Fundação Maitreya
 
Srimad Bhagavam - A Sabedoria de Deus

de Swāmi Prabhavānanda

em 10 Mai 2006

  Bhagavata Purāṇa- um dos 18 Purāṇas conta a história de Kṛṣṇa
“Depois dos Upaniṣads e da Bhagavad-Gītā, o Śrīmad Bhāgavatam é a mais importante das Escrituras Indianas. Através de histórias das vidas de Avatāras, sábios, devotos, e reis, populariza as verdades contidas nos Vedas. Neste momento mais de duzentos milhões de Hindus encontram nesta Obra as mais apreciadas expressões de fé religiosa e os seus mais queridos exemplos. Estudá-la, é a melhor forma de nos familiarizarmos com a religião viva da Índia.
A sua peculiar excelência é que reconcilia coração e cabeça, devoção com aprendizagem. “É cozinhado com a nata do conhecimento,” assim diz Śrī Rāmakrisna, o último dos grandes profetas indianos, “e imerso no mel do Amor.[...]”.


Os Estágios da Vida

Canto VII – Capítulo II

Yudhishthira então inquiriu sobre os deveres nos vários estágios da vida. Em resposta Nārada continuou:

O principal propósito de todas as observâncias religiosas e práticas espirituais é o auto-domínio e a perfeição na meditação.
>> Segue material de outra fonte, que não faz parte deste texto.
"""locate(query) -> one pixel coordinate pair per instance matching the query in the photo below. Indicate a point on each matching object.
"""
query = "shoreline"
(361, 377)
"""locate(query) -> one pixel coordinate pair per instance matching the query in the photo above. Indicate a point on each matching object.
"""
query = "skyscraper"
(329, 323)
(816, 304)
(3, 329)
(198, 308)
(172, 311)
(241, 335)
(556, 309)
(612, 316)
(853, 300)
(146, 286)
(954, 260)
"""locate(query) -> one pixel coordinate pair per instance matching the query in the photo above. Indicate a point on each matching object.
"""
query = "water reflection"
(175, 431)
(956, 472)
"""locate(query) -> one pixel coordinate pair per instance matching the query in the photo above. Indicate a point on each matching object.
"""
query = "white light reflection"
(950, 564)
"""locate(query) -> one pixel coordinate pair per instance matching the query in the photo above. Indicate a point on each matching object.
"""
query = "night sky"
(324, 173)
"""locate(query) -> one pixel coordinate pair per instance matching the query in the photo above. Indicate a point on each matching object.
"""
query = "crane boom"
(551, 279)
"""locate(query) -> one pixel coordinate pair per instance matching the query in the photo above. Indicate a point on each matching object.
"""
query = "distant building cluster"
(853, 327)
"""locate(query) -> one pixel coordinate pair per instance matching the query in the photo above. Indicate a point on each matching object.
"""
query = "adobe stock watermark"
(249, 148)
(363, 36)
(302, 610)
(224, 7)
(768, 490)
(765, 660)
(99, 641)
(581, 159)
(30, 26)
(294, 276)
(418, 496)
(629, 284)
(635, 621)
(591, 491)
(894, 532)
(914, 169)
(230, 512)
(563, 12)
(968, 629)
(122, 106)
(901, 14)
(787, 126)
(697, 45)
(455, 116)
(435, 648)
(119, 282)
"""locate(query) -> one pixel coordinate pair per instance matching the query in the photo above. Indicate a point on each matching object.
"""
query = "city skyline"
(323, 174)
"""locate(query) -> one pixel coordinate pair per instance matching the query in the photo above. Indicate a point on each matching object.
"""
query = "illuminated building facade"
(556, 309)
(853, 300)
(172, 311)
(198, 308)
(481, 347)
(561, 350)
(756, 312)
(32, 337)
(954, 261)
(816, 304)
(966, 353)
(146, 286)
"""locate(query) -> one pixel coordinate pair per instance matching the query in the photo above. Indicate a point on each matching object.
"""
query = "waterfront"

Este corpo tem sido comparado a um carro a cavalos. Os sentidos são os cavalos. A mente são as rédeas. O intelecto o passageiro. As energias vitais são as rodas. A virtude e os vícios são os raios que suportam as rodas. O ego é o condutor. Raiva, ódio, ciúme, tristeza, cobiça, ilusão, orgulho e sede pela vida, são os inimigos encontrados ao longo da estrada. Quando o condutor consegue trazer os cavalos e o carro sobre controlo, o seu coração torna-se puro, e então ele encontra graça divina dentro de si. Com a espada da discriminação, afiada pelo conhecimento, ele conquista todos os inimigos. Ele perde todo o medo e usufrui de felicidade divina.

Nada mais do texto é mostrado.